Telling Voices: The beauty of not knowing

In an interview David Attenborough gives well thought out answers to why he is not a “fundamentalist”

September 04, 2014 07:15 pm | Updated 07:15 pm IST

It is a short interview and David Attenborough the naturalist and broadcaster who has made many documentaries on wild life says something very revealing. Led on to make a choice between being an atheist and an agnostic, the filmmaker gives well thought out answers to why he is not a “fundamentalist” and why is not an atheist. Both ends of the spectrum are closed to him.

Attenborough says he has no problems with the basic contention of religion, though he says, “… I tend to shrink away from the word ‘religion’ but that does not mean it goes against the existence of God. I do not have any quarrels with basic fundamental religious attitudes. If I have a quarrel, well, I do have a quarrel, it is about the literal interpretation of the texts; fundamentalism. I have a quarrel about people who think the Book of Genesis is literal truth…my argument is…150 years ago people living in Britain may have thought that was the only account….”

Attenborough continues, “Societies all around the world, each have their own account of creation; each feel a necessity to explain why we, the human beings are here. All these accounts differ. If you go to Thailand, they believe at the beginning of creation, there was a sea of milk. There was a huge snake in it and there were demons and god pulling it and churning it and when the curds came out, there came human beings. If you go to a certain aboriginal community, they believe the human being was coughed up by a giant snake which later became a rainbow in the sky…you can produce hundreds of them. How are you to choose? How would you decide which is correct? If you told me I am only going to believe the one that my mother told me when I was brought up on my mother’s her knee and I am not going to question any other beliefs, well, then that is up to you. But, if you take a more general view and say, well, you cannot all be right and there is an answer and you look at the rocks and the animals themselves then the instinctive thing about that is that they are all the same, no matter where they come from, whichever continent, from the aborigines, Europeans or whatever…that is the one I go for…”

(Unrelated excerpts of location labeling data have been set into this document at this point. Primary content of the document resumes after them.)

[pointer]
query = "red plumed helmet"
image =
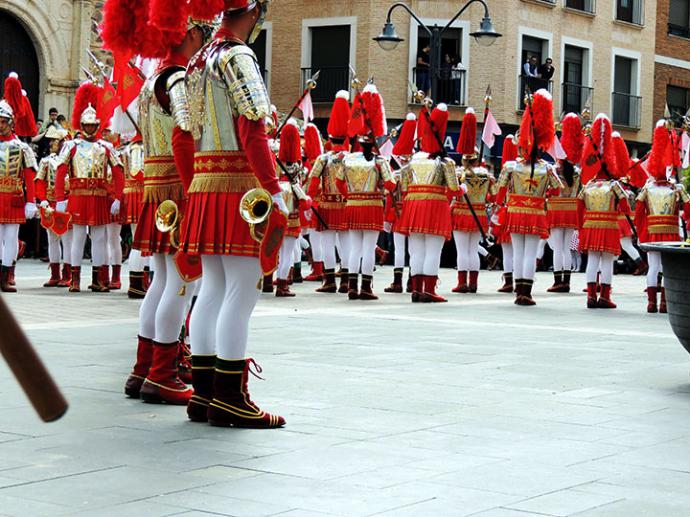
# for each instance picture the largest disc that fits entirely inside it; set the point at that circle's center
(340, 116)
(510, 150)
(13, 94)
(313, 145)
(405, 144)
(439, 122)
(656, 165)
(207, 9)
(290, 145)
(572, 138)
(620, 150)
(87, 95)
(542, 115)
(601, 137)
(375, 112)
(468, 133)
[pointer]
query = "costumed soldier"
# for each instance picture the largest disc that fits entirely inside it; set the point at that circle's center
(361, 179)
(324, 191)
(96, 181)
(426, 218)
(480, 185)
(562, 209)
(168, 153)
(659, 205)
(45, 192)
(527, 182)
(601, 201)
(403, 151)
(17, 189)
(228, 107)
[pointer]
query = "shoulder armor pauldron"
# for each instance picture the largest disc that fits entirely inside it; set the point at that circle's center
(246, 86)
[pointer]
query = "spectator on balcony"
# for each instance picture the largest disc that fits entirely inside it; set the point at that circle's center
(423, 70)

The interviewer then asks Attenborough why he is reluctant to say he does not believe in God. This is where he gives a thought-provoking answer…”I cannot help thinking when I have for example taken off the top of the termite hill and I have seen termites in there; all busying about building walls, looking after their queen, caring for the pupae, clearing their nest, all busy about their own chores. They are all blind and they do not have the faintest idea that I am there watching what they are doing because they do not have the sense organs that allow them, to know they are being watched. I do sometimes feel that maybe I am lacking some sense organ, maybe I do not know that there is anybody else watching me from over there. And it is a very confident thing to say, to be absolutely sure to say that I do not have a sense organ to appreciate something out there in the world. That would be my position. You could say that is rather feeble, that is not being very brave…maybe you have got a case.”